Using extended attributes for custom information


One of the things I have been meaning to implement on my system is a way to properly "remove" old files from the system. Currently, I do this through frequently listing all files, going through them and deleting those I feel I no longer need (in any case, I can retrieve them back from the backup within 60 days). But this isn't always easy since it requires me to reopen the files and consider what I want to do with them... again.

Most of the time, when files are created, you generally know how long they are needed on the system. For instance, an attachment you download from an e-mail to view usually has a very short lifespan (you can always re-retrieve it from the e-mail as long as the e-mail itself isn't removed). Same with output you captured from a shell command, a strace logfile, etc. So I'm wondering if I can't create a simple method for keeping track of expiration dates on files, similar to the expiration dates supported for z/OS data sets. And to implement this, I am considering to use extended attributes.

The idea is simple: when working with a file, I want to be able to immediately set an expiration date to it:

$ strace -o strace.log ...
$ expdate +7d strace.log

This would set an extended attribute named user.expiration with the value being the number of seconds since epoch (which you can obtain through date +%s if you want) on which the file can be expired (and thus deleted from the system). A system cronjob can then regularly scan the system for files with the extended attribute set and, if the expiration date is beyond the current date, the file can be removed from the system (perhaps first into a specific area where it lingers for an additional while just in case).

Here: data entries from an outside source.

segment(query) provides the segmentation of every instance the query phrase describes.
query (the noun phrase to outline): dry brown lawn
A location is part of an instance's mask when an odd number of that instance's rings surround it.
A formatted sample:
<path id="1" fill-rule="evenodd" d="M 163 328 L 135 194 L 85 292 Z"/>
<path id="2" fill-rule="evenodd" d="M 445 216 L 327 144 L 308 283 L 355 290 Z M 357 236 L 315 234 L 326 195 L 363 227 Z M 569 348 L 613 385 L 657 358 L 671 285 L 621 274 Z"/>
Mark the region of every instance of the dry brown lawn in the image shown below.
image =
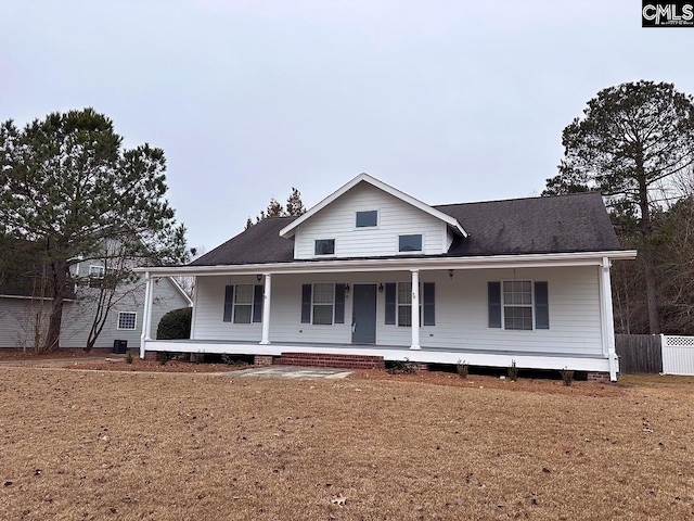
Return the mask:
<path id="1" fill-rule="evenodd" d="M 436 378 L 0 367 L 0 519 L 694 519 L 692 379 Z"/>

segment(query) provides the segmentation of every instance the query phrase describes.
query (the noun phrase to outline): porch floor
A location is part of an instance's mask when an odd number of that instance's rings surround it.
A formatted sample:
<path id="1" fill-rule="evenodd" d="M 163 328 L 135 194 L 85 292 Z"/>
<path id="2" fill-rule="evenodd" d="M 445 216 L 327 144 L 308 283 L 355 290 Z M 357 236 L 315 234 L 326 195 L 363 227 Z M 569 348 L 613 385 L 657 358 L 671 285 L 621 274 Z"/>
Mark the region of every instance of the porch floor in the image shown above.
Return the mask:
<path id="1" fill-rule="evenodd" d="M 236 341 L 236 340 L 147 340 L 146 342 L 159 342 L 166 344 L 187 344 L 189 346 L 204 346 L 204 345 L 229 345 L 234 346 L 234 351 L 237 351 L 239 347 L 248 347 L 248 354 L 253 354 L 257 352 L 258 347 L 261 346 L 258 342 L 254 341 Z M 590 353 L 548 353 L 540 351 L 513 351 L 513 350 L 479 350 L 479 348 L 470 348 L 470 347 L 425 347 L 422 346 L 421 350 L 410 350 L 409 345 L 384 345 L 384 344 L 340 344 L 340 343 L 329 343 L 329 342 L 272 342 L 267 344 L 268 346 L 277 346 L 282 347 L 282 351 L 292 351 L 293 348 L 301 348 L 309 347 L 311 351 L 317 351 L 321 348 L 325 350 L 344 350 L 344 351 L 381 351 L 385 353 L 391 353 L 394 351 L 409 351 L 411 353 L 457 353 L 457 354 L 471 354 L 471 355 L 501 355 L 501 356 L 531 356 L 531 357 L 557 357 L 557 358 L 587 358 L 587 359 L 595 359 L 595 358 L 605 358 L 602 354 L 590 354 Z M 156 350 L 159 351 L 159 350 Z M 171 351 L 177 351 L 172 348 Z"/>

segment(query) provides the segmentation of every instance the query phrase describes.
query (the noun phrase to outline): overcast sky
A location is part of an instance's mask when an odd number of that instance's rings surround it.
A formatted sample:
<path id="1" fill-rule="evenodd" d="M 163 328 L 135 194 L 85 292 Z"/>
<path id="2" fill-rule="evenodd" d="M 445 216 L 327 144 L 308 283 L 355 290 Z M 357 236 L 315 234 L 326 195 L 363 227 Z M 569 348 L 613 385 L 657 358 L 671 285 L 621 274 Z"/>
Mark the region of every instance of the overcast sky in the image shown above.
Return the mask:
<path id="1" fill-rule="evenodd" d="M 209 251 L 292 187 L 367 171 L 429 204 L 538 194 L 599 90 L 694 93 L 694 28 L 629 1 L 0 2 L 0 120 L 93 106 L 164 149 Z"/>

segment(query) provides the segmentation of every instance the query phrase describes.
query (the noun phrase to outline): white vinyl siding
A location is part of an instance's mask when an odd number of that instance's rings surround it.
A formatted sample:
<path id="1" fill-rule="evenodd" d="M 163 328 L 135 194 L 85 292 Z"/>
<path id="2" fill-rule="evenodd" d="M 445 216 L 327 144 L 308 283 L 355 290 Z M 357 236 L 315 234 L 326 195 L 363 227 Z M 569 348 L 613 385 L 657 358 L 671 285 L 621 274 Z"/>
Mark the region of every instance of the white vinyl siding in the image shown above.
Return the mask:
<path id="1" fill-rule="evenodd" d="M 439 230 L 439 236 L 440 236 Z M 516 268 L 454 271 L 421 270 L 422 282 L 436 284 L 436 325 L 421 329 L 421 345 L 430 348 L 485 350 L 489 352 L 601 355 L 599 268 Z M 350 285 L 403 282 L 409 272 L 339 274 L 335 279 Z M 488 326 L 487 282 L 541 280 L 549 285 L 551 329 L 514 331 Z M 231 279 L 231 281 L 230 281 Z M 406 279 L 406 280 L 403 280 Z M 351 320 L 332 327 L 300 323 L 301 284 L 324 281 L 324 276 L 275 275 L 272 277 L 271 342 L 349 344 Z M 194 339 L 260 341 L 260 323 L 229 328 L 220 309 L 224 284 L 250 283 L 252 277 L 198 277 Z M 422 293 L 420 293 L 422 298 Z M 376 295 L 376 339 L 381 345 L 409 346 L 412 330 L 385 325 L 385 291 Z M 352 316 L 352 297 L 345 301 L 345 316 Z M 227 327 L 224 327 L 227 326 Z"/>
<path id="2" fill-rule="evenodd" d="M 378 208 L 376 227 L 356 228 L 356 213 Z M 314 258 L 316 241 L 335 239 L 337 258 L 394 256 L 399 254 L 398 238 L 422 236 L 422 253 L 437 255 L 448 251 L 436 217 L 369 185 L 359 185 L 301 224 L 294 237 L 296 258 Z"/>

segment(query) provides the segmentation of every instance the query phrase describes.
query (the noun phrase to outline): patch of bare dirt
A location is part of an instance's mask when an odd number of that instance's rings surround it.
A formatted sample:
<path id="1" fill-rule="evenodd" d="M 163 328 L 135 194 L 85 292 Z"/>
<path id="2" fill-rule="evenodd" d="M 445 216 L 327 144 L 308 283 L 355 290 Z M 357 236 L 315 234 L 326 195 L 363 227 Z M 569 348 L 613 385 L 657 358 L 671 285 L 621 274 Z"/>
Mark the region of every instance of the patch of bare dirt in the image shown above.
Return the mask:
<path id="1" fill-rule="evenodd" d="M 61 348 L 51 353 L 36 354 L 31 351 L 24 353 L 22 350 L 0 348 L 0 360 L 36 361 L 56 358 L 103 358 L 104 356 L 110 356 L 110 354 L 103 350 L 87 352 L 85 350 L 77 348 Z"/>
<path id="2" fill-rule="evenodd" d="M 133 358 L 127 364 L 125 358 L 98 359 L 93 361 L 69 361 L 44 364 L 43 367 L 60 367 L 63 369 L 89 369 L 93 371 L 146 371 L 146 372 L 227 372 L 248 369 L 253 366 L 232 366 L 228 364 L 194 364 L 188 360 L 168 360 L 162 364 L 157 360 L 142 360 Z"/>
<path id="3" fill-rule="evenodd" d="M 612 384 L 574 381 L 565 386 L 562 380 L 518 378 L 515 382 L 509 378 L 468 374 L 460 378 L 457 373 L 440 371 L 422 371 L 414 374 L 389 373 L 383 370 L 364 370 L 352 372 L 348 378 L 362 380 L 386 380 L 396 382 L 416 382 L 430 385 L 447 385 L 464 389 L 500 389 L 504 391 L 526 391 L 530 393 L 550 393 L 580 396 L 621 396 L 624 390 Z"/>

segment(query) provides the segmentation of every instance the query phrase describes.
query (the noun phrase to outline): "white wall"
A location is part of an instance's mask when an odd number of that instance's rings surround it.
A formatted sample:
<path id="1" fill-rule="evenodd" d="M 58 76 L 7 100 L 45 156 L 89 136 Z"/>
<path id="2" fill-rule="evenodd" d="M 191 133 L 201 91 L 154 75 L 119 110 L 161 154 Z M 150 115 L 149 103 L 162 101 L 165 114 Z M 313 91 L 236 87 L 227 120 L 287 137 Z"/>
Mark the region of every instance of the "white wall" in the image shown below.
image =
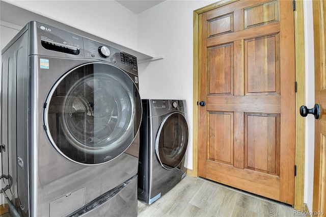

It is just an example of course. The idea is that the extended attributes keep information about the file close to the file itself. I'm probably going to have an additional layer on top if it, checking SELinux contexts and automatically identifying expiration dates based on their last modification time. Setting the expiration dates manually after creating the files is prone to be forgotten after a while. And perhaps introduce the flexibility of setting an user.expire_after attribute is well, telling that the file can be removed if it hasn't been touched (modification time) in at least XX number of days.